The clinical presentation of an infant with a UTI is nonspecific but typically includes fever and irritability. As part of the workup for a fever without a clear source, a urine sample is often obtained. Ideally, a catheterized specimen is collected in non-toilet-trained children, and a clean catch specimen is obtained in toilet-trained children. This minimizes the risk for contamination. The diagnosis is made when a single organism grows more than 50,000 colony-forming units. The clinician must then decide whether to pursue further imaging to determine the cause of the UTI. One approach is to routinely perform both renal ultrasound and VCUG after the initial infection. The purpose of these studies is to assess for the presence of VUR (discussed earlier in this chapter). Recommendations from the American Academy of Pediatrics in 2011 state that a renal ultrasound should be performed after the initial infection in children aged 2 to 24 months, but that a VCUG need not be performed unless there are abnormalities on ultrasound or the patient experiences recurrent febrile UTIs. That said, many studies have shown that a normal ultrasound does not exclude the presence of VUR, even high grade, and is a poor screening test for reflux.

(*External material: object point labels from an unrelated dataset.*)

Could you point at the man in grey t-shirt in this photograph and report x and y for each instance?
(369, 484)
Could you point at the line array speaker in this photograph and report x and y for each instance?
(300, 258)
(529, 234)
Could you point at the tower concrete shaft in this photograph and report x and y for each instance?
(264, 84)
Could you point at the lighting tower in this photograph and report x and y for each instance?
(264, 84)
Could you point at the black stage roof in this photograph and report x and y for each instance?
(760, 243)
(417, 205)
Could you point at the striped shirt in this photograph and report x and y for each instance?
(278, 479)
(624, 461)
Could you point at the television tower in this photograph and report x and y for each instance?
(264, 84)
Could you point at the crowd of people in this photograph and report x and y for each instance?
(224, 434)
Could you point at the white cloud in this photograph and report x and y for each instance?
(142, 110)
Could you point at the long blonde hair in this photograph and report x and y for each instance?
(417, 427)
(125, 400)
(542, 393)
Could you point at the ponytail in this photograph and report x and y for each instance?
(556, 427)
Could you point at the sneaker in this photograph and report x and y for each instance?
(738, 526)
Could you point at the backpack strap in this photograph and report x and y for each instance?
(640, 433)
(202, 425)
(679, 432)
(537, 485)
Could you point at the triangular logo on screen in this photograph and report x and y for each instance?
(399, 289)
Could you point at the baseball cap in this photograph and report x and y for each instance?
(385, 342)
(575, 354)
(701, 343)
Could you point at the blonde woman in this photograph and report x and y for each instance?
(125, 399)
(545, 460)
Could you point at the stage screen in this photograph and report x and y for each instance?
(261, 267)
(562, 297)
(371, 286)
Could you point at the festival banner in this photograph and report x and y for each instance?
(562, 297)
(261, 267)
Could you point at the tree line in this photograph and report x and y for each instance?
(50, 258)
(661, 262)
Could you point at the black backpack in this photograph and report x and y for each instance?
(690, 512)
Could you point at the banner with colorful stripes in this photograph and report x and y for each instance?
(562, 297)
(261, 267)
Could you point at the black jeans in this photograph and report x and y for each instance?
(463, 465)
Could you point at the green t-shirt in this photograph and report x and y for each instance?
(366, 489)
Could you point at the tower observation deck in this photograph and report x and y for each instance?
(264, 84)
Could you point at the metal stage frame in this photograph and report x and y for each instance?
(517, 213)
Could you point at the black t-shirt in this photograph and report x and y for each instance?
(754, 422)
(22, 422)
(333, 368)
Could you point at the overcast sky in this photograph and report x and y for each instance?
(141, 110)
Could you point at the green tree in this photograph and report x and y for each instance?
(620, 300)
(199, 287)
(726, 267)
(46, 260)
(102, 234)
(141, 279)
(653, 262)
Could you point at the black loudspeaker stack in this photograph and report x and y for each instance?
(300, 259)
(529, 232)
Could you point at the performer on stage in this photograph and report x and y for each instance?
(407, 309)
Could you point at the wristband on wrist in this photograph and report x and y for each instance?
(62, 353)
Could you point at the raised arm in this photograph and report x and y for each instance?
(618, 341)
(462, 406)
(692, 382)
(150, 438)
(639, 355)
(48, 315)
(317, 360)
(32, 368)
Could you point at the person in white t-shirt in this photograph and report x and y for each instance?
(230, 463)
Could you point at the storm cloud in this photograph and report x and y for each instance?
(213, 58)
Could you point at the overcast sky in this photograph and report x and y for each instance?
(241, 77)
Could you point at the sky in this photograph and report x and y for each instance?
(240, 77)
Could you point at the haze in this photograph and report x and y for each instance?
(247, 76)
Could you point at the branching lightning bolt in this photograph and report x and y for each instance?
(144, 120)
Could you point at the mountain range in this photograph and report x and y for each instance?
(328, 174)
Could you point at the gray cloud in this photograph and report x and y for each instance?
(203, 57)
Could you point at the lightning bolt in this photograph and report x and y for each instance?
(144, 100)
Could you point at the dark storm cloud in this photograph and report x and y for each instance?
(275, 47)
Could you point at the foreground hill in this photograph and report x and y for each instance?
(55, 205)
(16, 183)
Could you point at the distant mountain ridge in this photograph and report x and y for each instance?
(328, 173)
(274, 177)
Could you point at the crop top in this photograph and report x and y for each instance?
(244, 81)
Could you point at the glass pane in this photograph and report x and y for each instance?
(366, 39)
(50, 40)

When infected, the kidney may appear enlarged with loss of corticomedullary differentiation. With power Doppler, regions of relative hypoperfusion may be demonstrated [ Fig. 6.28 ]. On CT or MRI, the kidney is noted to be enlarged, with variable amounts of perinephric fluid. On postcontrast images, a “striated nephrogram” pattern may be observed. Poorly defined regions of hypoenhancement may also be seen. On a DMSA study, regions of diminished uptake are noted. These can remain for weeks to months after the infection, and may reflect areas of scarring if they persist.